Inventor(s): White; Jay A. (Newmarket, CA), Tabash; Samir P. (Whitby, CA), Agudoawu; Sammy A. (Mississauga, CA), Melnick; Joel Z. (Wilmette, IL)
Assignee: OPKO IRELAND GLOBAL HOLDINGS, LTD. (Grand Cayman, KY)
Application Number:14/213,285
Patent Claims: 1. A stabilized capsule formulation for extended release of a vitamin D compound in the gastrointestinal tract of a subject which ingests the formulation, the formulation comprising a mixture of: one or both of 25-hydroxyvitamin D.sub.2 and 25-hydroxyvitamin D.sub.3; a lipophilic matrix comprising an emulsifier; and an effective amount of a cellulosic stabilizing agent to maintain a difference of less than 30% between the amount of vitamin D compound released at any given time point after four hours during in vitro dissolution after two months exposure to storage conditions of 25.degree. C. and 60% relative humidity and the amount released at the same dissolution time point during in vitro dissolution conducted prior to exposing the formulation to the storage conditions, wherein the cellulosic stabilizing agent is hydroxypropyl methylcellulose (HPMC), and the HPMC is present in an amount greater than 5 wt % and up to about 30 wt % of the formulation.

2. A stabilized oral capsule formulation for extended release of a vitamin D compound, said formulation comprising a mixture of: one or both of 25-hydroxyvitamin D.sub.2 and 25-hydroxyvitamin D.sub.3; a wax matrix comprising an emulsifier; and an effective amount of a cellulosic stabilizing agent to maintain a difference of less than 30% between the amount of vitamin D compound released at any given time point after four hours during in vitro dissolution testing after exposure for two months to storage conditions of 25.degree.

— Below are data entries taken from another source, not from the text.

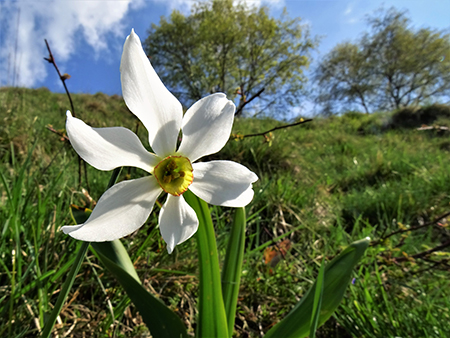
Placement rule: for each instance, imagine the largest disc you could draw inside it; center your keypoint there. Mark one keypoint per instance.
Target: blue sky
(86, 36)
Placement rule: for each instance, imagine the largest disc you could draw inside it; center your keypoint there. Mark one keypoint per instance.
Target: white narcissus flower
(206, 127)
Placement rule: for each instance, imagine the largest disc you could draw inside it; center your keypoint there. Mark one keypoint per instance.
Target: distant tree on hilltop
(241, 51)
(390, 67)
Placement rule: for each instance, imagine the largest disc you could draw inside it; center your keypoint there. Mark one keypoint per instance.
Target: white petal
(177, 221)
(224, 183)
(149, 99)
(207, 126)
(121, 210)
(108, 148)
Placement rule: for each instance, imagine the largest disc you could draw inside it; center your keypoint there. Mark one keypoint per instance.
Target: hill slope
(332, 181)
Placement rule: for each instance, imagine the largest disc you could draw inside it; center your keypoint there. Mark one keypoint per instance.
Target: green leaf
(212, 321)
(318, 296)
(160, 320)
(336, 278)
(231, 273)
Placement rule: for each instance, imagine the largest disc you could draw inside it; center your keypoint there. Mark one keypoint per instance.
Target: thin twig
(63, 77)
(53, 130)
(273, 129)
(423, 253)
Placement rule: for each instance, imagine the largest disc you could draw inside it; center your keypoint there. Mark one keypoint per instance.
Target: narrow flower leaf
(318, 296)
(160, 320)
(231, 273)
(336, 278)
(212, 321)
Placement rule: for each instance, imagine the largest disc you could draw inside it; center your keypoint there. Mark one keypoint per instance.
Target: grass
(325, 184)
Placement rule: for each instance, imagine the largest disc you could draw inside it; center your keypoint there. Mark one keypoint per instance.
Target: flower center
(174, 174)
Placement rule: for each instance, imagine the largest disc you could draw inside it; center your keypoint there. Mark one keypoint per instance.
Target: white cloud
(185, 6)
(25, 25)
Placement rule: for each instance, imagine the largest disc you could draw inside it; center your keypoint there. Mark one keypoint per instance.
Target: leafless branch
(63, 77)
(273, 129)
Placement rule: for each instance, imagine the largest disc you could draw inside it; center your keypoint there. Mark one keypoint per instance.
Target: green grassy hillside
(325, 183)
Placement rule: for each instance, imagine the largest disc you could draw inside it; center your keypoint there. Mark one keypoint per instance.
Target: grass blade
(336, 278)
(160, 320)
(65, 291)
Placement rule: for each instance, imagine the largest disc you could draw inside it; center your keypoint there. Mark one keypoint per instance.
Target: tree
(390, 67)
(256, 60)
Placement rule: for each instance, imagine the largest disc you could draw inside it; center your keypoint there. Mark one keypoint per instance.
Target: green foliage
(390, 67)
(234, 49)
(322, 186)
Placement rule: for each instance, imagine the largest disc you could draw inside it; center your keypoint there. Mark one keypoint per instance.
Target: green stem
(212, 321)
(232, 267)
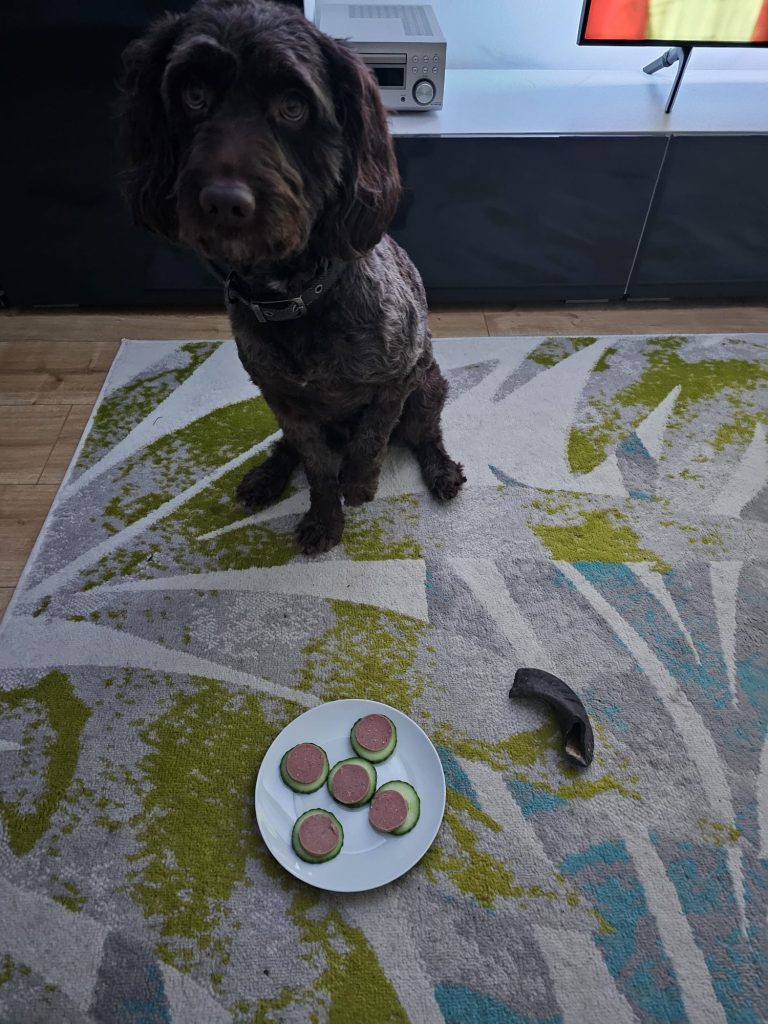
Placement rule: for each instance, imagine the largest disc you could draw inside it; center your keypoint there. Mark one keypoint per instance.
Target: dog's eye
(293, 108)
(195, 97)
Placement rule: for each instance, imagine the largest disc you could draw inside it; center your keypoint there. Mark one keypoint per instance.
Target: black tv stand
(677, 54)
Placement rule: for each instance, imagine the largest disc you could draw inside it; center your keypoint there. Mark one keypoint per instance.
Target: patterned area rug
(612, 531)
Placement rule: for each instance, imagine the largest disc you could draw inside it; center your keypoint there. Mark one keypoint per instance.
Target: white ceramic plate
(368, 858)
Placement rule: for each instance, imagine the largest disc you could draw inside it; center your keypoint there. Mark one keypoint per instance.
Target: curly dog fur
(253, 138)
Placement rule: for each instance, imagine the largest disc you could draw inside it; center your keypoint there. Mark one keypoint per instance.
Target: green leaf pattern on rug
(610, 418)
(599, 536)
(177, 460)
(66, 716)
(369, 652)
(351, 983)
(195, 840)
(127, 406)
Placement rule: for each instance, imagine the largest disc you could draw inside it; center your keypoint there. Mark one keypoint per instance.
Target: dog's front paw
(448, 480)
(259, 486)
(316, 534)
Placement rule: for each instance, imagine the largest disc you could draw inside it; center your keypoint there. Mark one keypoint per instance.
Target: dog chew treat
(304, 768)
(395, 808)
(579, 741)
(352, 782)
(317, 837)
(374, 737)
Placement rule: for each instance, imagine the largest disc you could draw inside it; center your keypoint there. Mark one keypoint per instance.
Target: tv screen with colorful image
(694, 23)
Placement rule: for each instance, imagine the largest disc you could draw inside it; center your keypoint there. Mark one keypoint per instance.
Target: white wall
(543, 34)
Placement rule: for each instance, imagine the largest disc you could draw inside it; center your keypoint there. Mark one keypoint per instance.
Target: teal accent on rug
(612, 530)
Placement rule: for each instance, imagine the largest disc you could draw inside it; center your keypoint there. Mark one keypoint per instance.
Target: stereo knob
(424, 92)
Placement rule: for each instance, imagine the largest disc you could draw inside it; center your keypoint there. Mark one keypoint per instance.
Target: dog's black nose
(227, 204)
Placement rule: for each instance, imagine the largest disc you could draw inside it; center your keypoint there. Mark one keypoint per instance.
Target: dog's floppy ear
(371, 183)
(145, 147)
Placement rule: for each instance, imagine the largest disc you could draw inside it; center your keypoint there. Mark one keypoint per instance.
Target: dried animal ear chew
(579, 741)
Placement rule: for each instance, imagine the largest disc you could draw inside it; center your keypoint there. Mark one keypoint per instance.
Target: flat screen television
(675, 23)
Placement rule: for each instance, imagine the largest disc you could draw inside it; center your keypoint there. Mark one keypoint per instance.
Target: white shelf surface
(592, 102)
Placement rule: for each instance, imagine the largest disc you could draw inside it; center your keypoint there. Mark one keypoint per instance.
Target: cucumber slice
(411, 797)
(370, 771)
(299, 850)
(374, 756)
(303, 786)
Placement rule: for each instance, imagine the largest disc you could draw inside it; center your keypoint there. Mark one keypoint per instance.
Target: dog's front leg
(323, 525)
(365, 453)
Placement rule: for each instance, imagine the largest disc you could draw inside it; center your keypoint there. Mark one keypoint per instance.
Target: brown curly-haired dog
(253, 138)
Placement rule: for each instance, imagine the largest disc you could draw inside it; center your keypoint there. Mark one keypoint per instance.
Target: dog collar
(275, 310)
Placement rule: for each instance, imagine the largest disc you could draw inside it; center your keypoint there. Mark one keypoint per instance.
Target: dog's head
(251, 136)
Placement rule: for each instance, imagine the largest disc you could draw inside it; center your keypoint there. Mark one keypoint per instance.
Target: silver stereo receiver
(400, 43)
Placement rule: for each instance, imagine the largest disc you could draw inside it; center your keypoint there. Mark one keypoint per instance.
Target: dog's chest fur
(370, 330)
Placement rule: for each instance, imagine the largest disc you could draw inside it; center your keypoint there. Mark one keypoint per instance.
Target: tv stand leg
(679, 55)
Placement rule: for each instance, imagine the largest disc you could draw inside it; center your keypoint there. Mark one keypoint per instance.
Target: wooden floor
(53, 365)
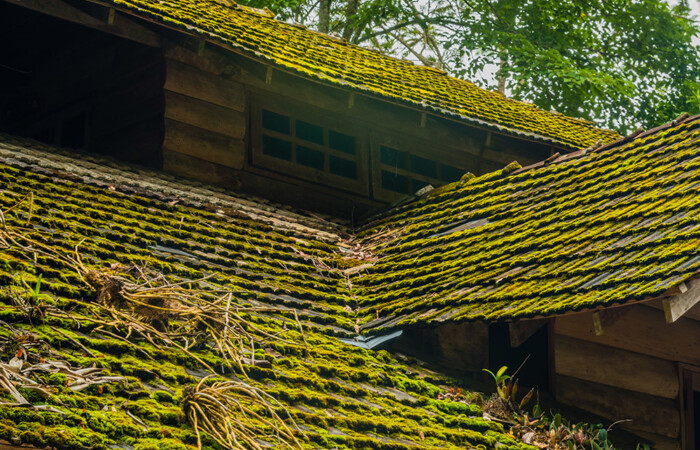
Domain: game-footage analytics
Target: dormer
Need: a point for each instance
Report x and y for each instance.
(231, 96)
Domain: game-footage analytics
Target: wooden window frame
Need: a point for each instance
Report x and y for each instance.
(327, 122)
(415, 147)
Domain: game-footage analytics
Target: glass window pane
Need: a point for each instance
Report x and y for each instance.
(342, 167)
(309, 132)
(418, 185)
(309, 157)
(276, 122)
(395, 182)
(277, 147)
(450, 173)
(423, 166)
(394, 158)
(341, 142)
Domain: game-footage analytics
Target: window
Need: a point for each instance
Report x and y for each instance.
(402, 172)
(293, 141)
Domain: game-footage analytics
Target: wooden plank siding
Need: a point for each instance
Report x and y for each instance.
(205, 125)
(630, 370)
(460, 143)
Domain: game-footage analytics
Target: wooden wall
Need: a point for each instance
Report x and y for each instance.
(205, 118)
(208, 93)
(631, 370)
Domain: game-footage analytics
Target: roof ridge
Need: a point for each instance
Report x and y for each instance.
(119, 176)
(297, 51)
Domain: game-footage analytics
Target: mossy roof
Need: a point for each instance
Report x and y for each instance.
(331, 60)
(584, 230)
(341, 395)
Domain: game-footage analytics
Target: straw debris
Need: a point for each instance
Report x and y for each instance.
(237, 415)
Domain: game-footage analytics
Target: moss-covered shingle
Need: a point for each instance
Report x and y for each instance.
(333, 61)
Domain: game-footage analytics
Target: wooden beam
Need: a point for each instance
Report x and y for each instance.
(523, 330)
(205, 115)
(640, 329)
(676, 306)
(647, 413)
(615, 367)
(203, 144)
(120, 26)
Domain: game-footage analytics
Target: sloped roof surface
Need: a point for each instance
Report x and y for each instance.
(340, 395)
(334, 61)
(586, 230)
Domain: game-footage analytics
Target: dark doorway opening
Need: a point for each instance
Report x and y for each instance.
(72, 86)
(535, 371)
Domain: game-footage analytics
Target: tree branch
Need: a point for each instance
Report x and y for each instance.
(423, 20)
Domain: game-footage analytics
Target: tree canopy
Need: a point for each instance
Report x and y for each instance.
(619, 63)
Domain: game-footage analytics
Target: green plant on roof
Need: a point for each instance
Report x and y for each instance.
(27, 296)
(507, 388)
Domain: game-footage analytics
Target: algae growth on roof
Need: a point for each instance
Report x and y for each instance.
(336, 62)
(284, 272)
(586, 230)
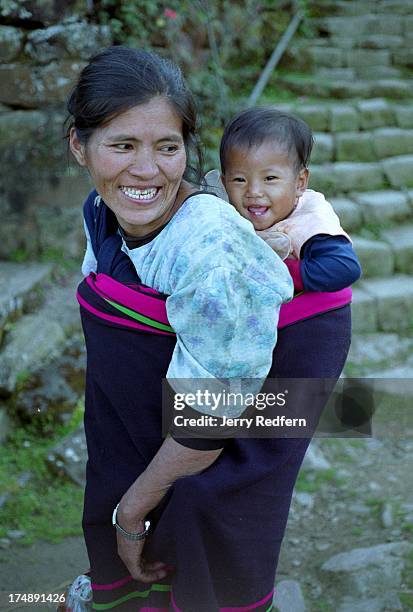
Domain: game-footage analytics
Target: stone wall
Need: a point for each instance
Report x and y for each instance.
(43, 46)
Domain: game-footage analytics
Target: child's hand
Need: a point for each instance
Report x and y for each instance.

C. and 60% relative humidity and the amount released at the same dissolution time point during in vitro dissolution conducted prior to exposing the formulation to the storage conditions, wherein the cellulosic stabilizing agent is hydroxypropyl methylcellulose (HPMC), and the HPMC is present in an amount greater than 5 wt % and up to about 30 wt % of the formulation.

3. A stabilized capsule formulation for extended release of a vitamin D compound in the gastrointestinal tract of a subject which ingests the formulation, said formulation comprising a mixture of: an active-loaded wax matrix comprising one or both of 25-hydroxyvitamin D.sub.2 and 25-hydroxyvitamin D.sub.3 and an emulsifier; and a cellulosic stabilizing agent, wherein the cellulosic stabilizing agent is hydroxypropyl methylcellulose (HPMC), and the HPMC is present in an amount greater than 5 wt % and up to about 30 wt % of the formulation; wherein the formulation releases an amount of 25-hydroxyvitamin D during in vitro dissolution after two months exposure to storage of 25.degree. C. and 60% relative humidity that varies at any given dissolution time point compared to the amount released at the same dissolution time point during in vitro dissolution conducted prior to exposing the formulation to the storage conditions by 30% or less in the absence of the cellulosic stabilizing agent.

4. In a capsule formulation comprising a 25-hydroxyvitamin D compound, a lipophilic matrix, and an emulsifier for extended release of the 25-hydroxyvitamin D compound in the gastrointestinal tract of a subject which ingests the formulation, the improvement comprising an effective amount of a cellulosic compound admixed in the formulation to maintain a change of less than 30% in the amount of 25-hydroxyvitamin D released during in vitro dissolution after exposure to storage conditions of at least one month at 25.degree. C. and 60% relative humidity at any given dissolution time point after four hours compared to the amount released at the same dissolution time point during in vitro dissolution conducted prior to exposing the formulation to the storage conditions, wherein the cellulosic compound is hydroxypropyl methylcellulose (HPMC), and the HPMC is present in an amount greater than 5 wt % and up to about 30 wt % of the formulation.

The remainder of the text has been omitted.